Last week, Andrew Sullivan blogged about representation for DC, and he briefly mentioned Marion Barry but I don’t understand what the point was. Then James from why.i.hate.dc mentions the post and he gets mad that Sullivan brought up Marion Barry. James is a strong supporter of statehood for DC.

I’ve previously written about statehood for Washington, DC, and if you read that post, you’ll see that Marion Barry is part of the reason why I oppose statehood for DC.

Simply stated again, Marion Barry is the type of politician that DC voters elect, so statehood for DC means two Marion Barry clones in the Senate and one in the House.

I have a much better idea for fixing the problem of lack of representation for DC. Give DC back to Maryland. But fixing the lack of representation isn’t what pro-DC statehood people really want. They want three more left wing Democrats in Congress.

If we want to add a new state to the Union, it would make much more sense to split California into North California and South California. If we managed to split California evenly, each of the two new states would have more than 31 times the population of DC. And the two new states would be tied for third largest behind Texas and New York. (US Census 2003 annual population estimates)

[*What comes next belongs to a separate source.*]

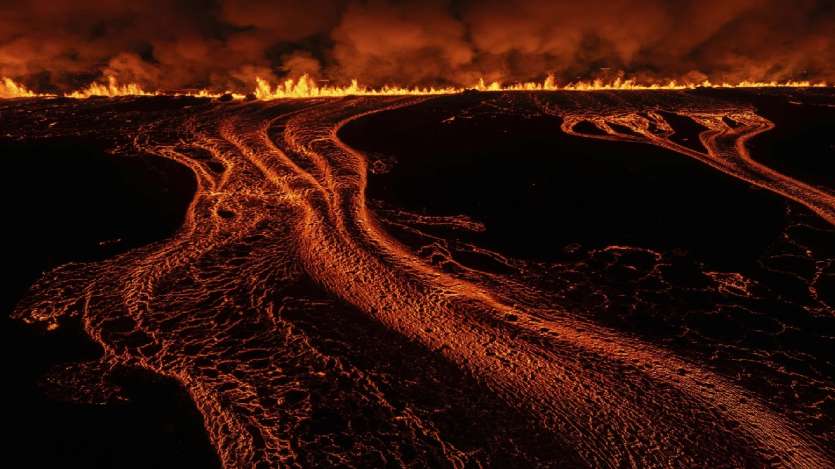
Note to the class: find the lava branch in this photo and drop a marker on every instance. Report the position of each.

posted Sunday, July 04, 2004

3 Comments:

By James F:

I'm not necessarily pro-statehood for D.C., just pro-representation. (Although, to be fair, if D.C. were a state, it would be comparable in size to the 6-7 smallest states.)

Claiming that "they might elect all Marion Barry clones" is not a good reason to keep D.C. disenfranchised; all Americans should have the right to vote idiots into office (and we clearly exercise that right OFTEN). Other countries with national legislatures somehow manage to represent the citizens of their capitals without falling into the sea.

The fact that D.C. has been unrepresented for 200 years reveals an ugly partisanship at best and racism at worst. It's sad that we're willing to spend $180 million to install a democracy in Iraq, but won't extend the same rights to these 600,000 citizens.

posted at 7/04/2004 12:59 AM 

By James F:

Sorry, make that billion of course.

posted at 7/04/2004 1:03 AM 

By Coffee:

Mostly, I agree-- the ultimate solution for DC will be retrocession of almost the entire district back to Maryland, just like how the part of DC originally allocated on the other side of the Potomac was retrocessed back to Virginia. That solves DC's representation, state funding, and House-of-representatives "pork" issues in one full swoop.

However, if we're going to claim that a polity does not deserve statehood, then that opens a whole can of worms. Why not merge VT and NH (VT is small, and no point to having them both)? Get rid of Wyoming and divide it up between Idaho, Utah, Colorado, and Montana (after all, it's sparsely populated, mostly a bunch of federal parks, and always elects republicans). West Virginia is just a relic of a secession-from-a-secession during the Civil War, so that might as well be merged back into Virginia. And don't even get me started on Delaware (wow, this could end up being a bonanza for Maryland).